Count Lattice Points Inside a Circle

Count Lattice Points Inside a Circle

What is this problem about?

The "Count Lattice Points Inside a Circle" coding problem asks you to find the number of unique points $(x, y)$ with integer coordinates that fall inside or on the boundary of at least one of the given circles. Each circle is defined by its center $(x, y)$ and its radius $r$.

Why is this asked in interviews?

Companies like Rubrik use this problem to test geometric logic and the ability to optimize an enumeration approach. It requires a candidate to define a bounding box for each circle and efficiently check points within that box. It also tests the use of Hash Sets to handle overlapping circles and prevent double-counting points.

Algorithmic pattern used

This is a Geometry and Enumeration problem. For each circle, you determine its "Bounding Box": from $(x-r)$ to $(x+r)$ horizontally and $(y-r)$ to $(y+r)$ vertically. You iterate through every integer point within this box and use the circle equation $(x_i - x_c)^2 + (y_i - y_c)^2 \le r^2$ to check if the point is inside. A global Hash Set stores the string or encoded representation of each valid $(x, y)$ point.

Example explanation

Suppose we have a circle at $(2, 2)$ with radius 1.

• Bounding Box: $x \in [1, 3], y \in [1, 3]$.
• Possible points: (1,1), (1,2), (1,3), (2,1), (2,2), (2,3), (3,1), (3,2), (3,3).
• Check $(1,1)$: $(1-2)^2 + (1-2)^2 = 1+1 = 2$. $2 > 1^2$, so (1,1) is OUT.
• Check $(2,2)$: $(2-2)^2 + (2-2)^2 = 0$. $0 \le 1^2$, so (2,2) is IN.
• Check $(1,2)$: $(1-2)^2 + (2-2)^2 = 1$. $1 \le 1^2$, so (1,2) is IN. Points inside are: (2,2), (1,2), (3,2), (2,1), (2,3). Total 5.
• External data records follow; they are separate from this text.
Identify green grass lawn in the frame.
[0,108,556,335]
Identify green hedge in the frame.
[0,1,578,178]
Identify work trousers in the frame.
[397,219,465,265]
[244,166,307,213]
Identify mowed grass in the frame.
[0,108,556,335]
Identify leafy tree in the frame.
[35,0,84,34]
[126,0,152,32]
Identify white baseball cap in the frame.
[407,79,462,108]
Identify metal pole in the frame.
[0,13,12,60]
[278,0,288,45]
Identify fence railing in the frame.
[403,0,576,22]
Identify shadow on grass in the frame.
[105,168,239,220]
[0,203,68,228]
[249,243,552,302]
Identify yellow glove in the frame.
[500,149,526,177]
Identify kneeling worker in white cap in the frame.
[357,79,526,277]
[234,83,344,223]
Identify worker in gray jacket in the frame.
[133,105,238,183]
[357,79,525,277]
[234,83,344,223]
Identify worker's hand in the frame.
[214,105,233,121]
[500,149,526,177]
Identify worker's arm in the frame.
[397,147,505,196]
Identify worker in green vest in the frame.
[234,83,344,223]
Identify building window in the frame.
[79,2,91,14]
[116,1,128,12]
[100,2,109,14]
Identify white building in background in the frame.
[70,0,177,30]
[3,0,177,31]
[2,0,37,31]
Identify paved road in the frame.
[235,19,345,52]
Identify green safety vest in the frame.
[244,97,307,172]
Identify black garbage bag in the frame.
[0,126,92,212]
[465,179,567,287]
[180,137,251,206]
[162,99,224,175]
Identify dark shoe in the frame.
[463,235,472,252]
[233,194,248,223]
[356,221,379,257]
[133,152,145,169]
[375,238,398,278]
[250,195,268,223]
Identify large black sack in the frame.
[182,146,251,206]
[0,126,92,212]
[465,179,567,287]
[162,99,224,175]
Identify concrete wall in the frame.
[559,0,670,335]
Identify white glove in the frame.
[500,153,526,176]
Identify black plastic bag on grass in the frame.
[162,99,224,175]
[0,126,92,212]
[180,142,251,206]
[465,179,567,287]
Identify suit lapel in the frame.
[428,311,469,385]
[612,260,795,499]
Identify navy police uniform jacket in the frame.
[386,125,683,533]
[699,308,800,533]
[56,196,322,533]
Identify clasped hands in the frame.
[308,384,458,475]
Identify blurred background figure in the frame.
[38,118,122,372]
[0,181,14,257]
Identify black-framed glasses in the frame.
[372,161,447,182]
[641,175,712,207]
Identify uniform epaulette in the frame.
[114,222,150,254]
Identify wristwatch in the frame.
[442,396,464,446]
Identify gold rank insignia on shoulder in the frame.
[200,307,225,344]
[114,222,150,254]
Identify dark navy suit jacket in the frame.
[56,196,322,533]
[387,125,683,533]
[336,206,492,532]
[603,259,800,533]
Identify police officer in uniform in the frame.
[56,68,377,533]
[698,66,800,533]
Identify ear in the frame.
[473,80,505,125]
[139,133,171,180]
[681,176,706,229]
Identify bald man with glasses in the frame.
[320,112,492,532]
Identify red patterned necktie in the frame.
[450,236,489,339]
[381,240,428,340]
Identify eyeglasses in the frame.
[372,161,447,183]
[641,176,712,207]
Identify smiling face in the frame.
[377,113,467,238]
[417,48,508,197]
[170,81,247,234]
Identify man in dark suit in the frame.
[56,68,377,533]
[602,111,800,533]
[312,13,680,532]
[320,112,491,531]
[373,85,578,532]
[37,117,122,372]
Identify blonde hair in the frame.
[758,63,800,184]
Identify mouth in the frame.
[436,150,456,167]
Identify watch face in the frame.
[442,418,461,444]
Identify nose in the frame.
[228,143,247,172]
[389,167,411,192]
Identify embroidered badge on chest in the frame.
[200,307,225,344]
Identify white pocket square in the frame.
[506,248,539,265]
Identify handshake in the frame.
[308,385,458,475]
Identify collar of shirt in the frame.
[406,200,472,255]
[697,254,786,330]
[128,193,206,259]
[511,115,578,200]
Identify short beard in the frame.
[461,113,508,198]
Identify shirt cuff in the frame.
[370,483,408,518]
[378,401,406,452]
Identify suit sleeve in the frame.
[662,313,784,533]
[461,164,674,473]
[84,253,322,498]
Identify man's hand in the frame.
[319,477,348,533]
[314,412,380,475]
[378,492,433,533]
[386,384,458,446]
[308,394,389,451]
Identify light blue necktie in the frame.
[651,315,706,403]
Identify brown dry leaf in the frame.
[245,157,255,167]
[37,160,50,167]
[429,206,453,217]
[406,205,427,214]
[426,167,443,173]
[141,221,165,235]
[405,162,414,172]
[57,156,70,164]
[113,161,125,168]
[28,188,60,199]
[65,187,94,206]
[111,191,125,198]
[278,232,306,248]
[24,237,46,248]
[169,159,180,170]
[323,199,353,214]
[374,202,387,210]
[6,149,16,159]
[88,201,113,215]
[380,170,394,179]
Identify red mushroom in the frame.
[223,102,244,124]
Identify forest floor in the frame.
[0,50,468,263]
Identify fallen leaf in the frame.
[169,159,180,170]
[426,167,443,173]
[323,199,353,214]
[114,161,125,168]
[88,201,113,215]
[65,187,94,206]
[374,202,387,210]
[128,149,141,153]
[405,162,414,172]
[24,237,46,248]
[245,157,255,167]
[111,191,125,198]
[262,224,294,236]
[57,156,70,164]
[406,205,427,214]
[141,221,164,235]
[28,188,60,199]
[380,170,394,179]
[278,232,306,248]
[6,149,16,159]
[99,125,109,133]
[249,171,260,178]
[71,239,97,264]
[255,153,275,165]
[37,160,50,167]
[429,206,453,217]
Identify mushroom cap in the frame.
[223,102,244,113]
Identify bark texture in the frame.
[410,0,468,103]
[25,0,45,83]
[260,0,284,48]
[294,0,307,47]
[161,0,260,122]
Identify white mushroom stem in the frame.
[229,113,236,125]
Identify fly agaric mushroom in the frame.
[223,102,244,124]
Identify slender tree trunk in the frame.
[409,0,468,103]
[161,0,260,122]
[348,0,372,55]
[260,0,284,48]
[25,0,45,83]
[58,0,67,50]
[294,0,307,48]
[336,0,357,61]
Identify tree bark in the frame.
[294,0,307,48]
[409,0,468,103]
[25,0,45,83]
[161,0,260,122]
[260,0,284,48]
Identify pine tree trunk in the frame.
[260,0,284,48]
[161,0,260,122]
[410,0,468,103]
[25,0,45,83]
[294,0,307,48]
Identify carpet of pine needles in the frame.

Common mistakes candidates make

A common error is using floating-point math (like sqrt) which can lead to precision issues. It's always safer to use the squared distance comparison. Another mistake is inefficiently iterating over the entire possible grid range (e.g., 0 to 200) for every circle instead of just the bounding box. Finally, failing to use a set to handle overlapping circles leads to incorrect counts.

Interview preparation tip

When dealing with "unique points" or "unique items" in a 2D space, think about how to represent a coordinate as a single key. You can use a string "x,y" or a bit-shifted long (x << 32 | y) to store points in a Hash Set efficiently.